Résolution de problèmes de transport à la personne par génération de colonnes

fr 

Le séminaire OCAD recevra le 20 avril Thierry Garaix (chercheur, Politecnico di Torino).

Cette présentation met en avant trois problèmes de tournées de véhicules originaux issus de la considération de réseau routiers réels et de critères de qualité de service pour le transport de personnes. Les méthodes proposées sont basées sur des approches de génération de colonnes.

Au cours des dernières décennies, en partant du problème de Voyageur de Commerce, les problèmes de tournées de véhicules académiques ont été enrichis par des contraintes ou des extensions de natures différentes : flotte de véhicules, capacités, fenêtres de temps et ramassage et livraison pour les plus étudiées. Nous disposons ainsi aujourd’hui de méthodes heuristiques ou exactes efficaces sur ces problèmes. Deux enjeux majeurs actuels en terme d’optimisation, sont le passage à des problèmes de grande taille et/ou la prise en compte de nouvelles contraintes (possiblement multicritères). Le transport de personnes et en particulier les transports à la demande s’apparentent directement à ces enjeux en intégrant notamment des contraintes fortes liées à la qualité de service.

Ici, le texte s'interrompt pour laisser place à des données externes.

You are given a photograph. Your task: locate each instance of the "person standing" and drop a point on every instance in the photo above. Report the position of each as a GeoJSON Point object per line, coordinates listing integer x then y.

Un réseau de transport propose généralement des chemins alternatifs privilégiant tel ou tel critère (coût, temps, sécurité;...). Considérer ces alternatives, génère une forte augmentation de la taille des données définissant l’espace des solutions. Il est donc nécessaire de valider des approches pertinentes sur des réseaux ainsi définis. Un critère usuel d’évaluation de la performance générale d’un système de transport, est le taux moyen de remplissage des véhicules. Cependant, ce critère fractionnaire est rarement (jamais) utilisé comme objectif dans les outils de calcul des tournées. Dans le un cas de transport à la demande, il se révèle peu coûteux en temps de calcul d’y adapter une méthode de génération de colonnes standard.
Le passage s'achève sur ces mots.